Iryna Vilyamivna Dats (Ірина Вільямівна Даць; born April 14, 1963, Zhytomyr, Ukraine) is a Ukrainian opera singer (lyric-dramatic soprano), theater director, educator, and professor. She was awarded the title of People's Artist of Ukraine (2007) and was a soloist at the National Opera of Ukraine.

== Biography ==

Iryna Dats was born in Zhytomyr. In 1987, she graduated from the Kyiv State Conservatory (now the National Music Academy of Ukraine named after P. I. Tchaikovsky).

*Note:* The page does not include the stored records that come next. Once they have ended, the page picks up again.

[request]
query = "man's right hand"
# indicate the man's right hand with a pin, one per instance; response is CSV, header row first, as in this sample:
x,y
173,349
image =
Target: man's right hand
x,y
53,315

In the same year, she joined the troupe of the National Opera of Ukraine, where she performed leading roles for a lyric-dramatic soprano.

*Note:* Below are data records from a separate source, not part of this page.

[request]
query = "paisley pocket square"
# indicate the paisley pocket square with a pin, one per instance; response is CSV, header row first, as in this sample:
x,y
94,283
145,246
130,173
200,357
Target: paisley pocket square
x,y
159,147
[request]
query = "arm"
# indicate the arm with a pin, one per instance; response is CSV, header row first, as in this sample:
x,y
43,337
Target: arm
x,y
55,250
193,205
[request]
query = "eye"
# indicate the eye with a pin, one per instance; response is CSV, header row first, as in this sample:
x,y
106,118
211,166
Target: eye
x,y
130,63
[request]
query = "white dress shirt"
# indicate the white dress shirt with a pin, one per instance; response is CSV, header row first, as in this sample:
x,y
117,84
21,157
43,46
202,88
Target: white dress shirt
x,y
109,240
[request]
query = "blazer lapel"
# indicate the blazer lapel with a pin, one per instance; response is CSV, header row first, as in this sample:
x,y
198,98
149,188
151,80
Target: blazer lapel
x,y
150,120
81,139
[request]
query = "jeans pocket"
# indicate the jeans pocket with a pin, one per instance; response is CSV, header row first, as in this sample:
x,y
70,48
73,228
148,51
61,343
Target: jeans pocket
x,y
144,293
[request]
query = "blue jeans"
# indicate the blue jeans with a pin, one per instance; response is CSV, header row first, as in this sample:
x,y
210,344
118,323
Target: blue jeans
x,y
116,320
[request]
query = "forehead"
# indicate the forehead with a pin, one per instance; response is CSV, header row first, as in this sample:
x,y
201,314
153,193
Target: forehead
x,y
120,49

Her repertoire includes a wide range of opera roles, among them: Natalka Poltavka ("Natalka Poltavka" by M. Lysenko), Oksana ("Zaporozhets Beyond the Danube" by S. Hulak-Artemovsky), Anna Yaroslavna ("Anna Yaroslavna - Queen of France" by A. Rudnytsky), Odarka ("Kupalo" by A. Vakhnyanin), Oksana ("Boyarynya" by V. Kyreyko), Maryltzia ("Taras Bulba" by M. Lysenko), Parasia ("Sorochinsky Fair" by M. Mussorgsky), Tatyana ("Eugene Onegin" by P. Tchaikovsky), Yaroslavna ("Prince Igor" by A. Borodin), Donna Anna ("Don Giovanni" by W. A. Mozart), Nedda ("Pagliacci" by R. Leoncavallo), Mimi ("La Bohème" by G. Puccini), Leonora ("Il Trovatore" by G. Verdi), Santuzza ("Cavalleria Rusticana" by P. Mascagni), and Elsa ("Lohengrin" by R. Wagner).

She has performed on stages in more than 30 countries, including the United States, the United Kingdom, France, Italy, Switzerland, Canada, and Kuwait.

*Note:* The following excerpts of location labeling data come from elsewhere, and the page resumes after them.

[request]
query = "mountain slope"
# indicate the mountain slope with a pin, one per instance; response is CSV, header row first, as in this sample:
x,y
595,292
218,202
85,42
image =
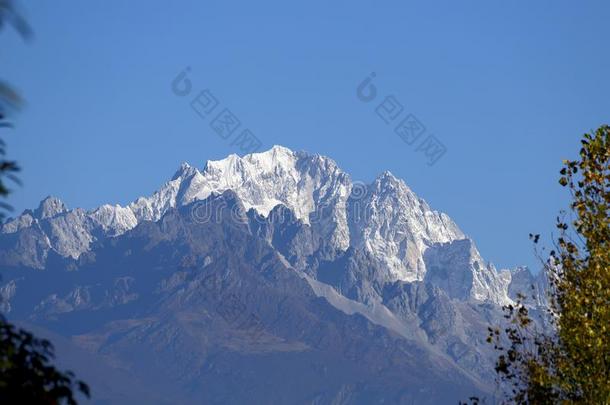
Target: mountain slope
x,y
269,267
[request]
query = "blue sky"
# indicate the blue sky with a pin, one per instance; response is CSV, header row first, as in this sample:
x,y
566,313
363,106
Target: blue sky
x,y
508,87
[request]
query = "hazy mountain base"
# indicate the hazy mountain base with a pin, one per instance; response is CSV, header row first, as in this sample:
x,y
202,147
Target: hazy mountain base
x,y
212,313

== Teaching and directing career ==

Since 2001, she has taught at the Kyiv National University of Culture and Arts, later working at the State Academy of Statistics, Accounting, and Auditing. In 2011, she received the title of Associate Professor, and in 2017, she became a Professor at the National Music Academy of Ukraine. In 2004, she graduated again from the National Music Academy of Ukraine with a degree in musical theater directing. Since 2011, she has been teaching musical theater directing and acting. Her directing work includes operas, concert programs, and literary-musical compositions performed at the National Opera of Ukraine, the National Philharmonic of Ukraine, and the Opera Studio of the National Music Academy of Ukraine. Some of her notable productions include "Rigoletto" by G. Verdi (2016) and "Nocturne" by M. Lysenko (2018). In 2019, she completed a master's degree in "International Management" at the National Academy of Statistics, Accounting, and Auditing.

== Legal dispute with the National Opera of Ukraine ==

After 2014, she faced difficulties at the National Opera of Ukraine due to forced downtime. In 2017, she was dismissed in accordance with Law No. 955-VIII while on medical leave, which led to legal proceedings.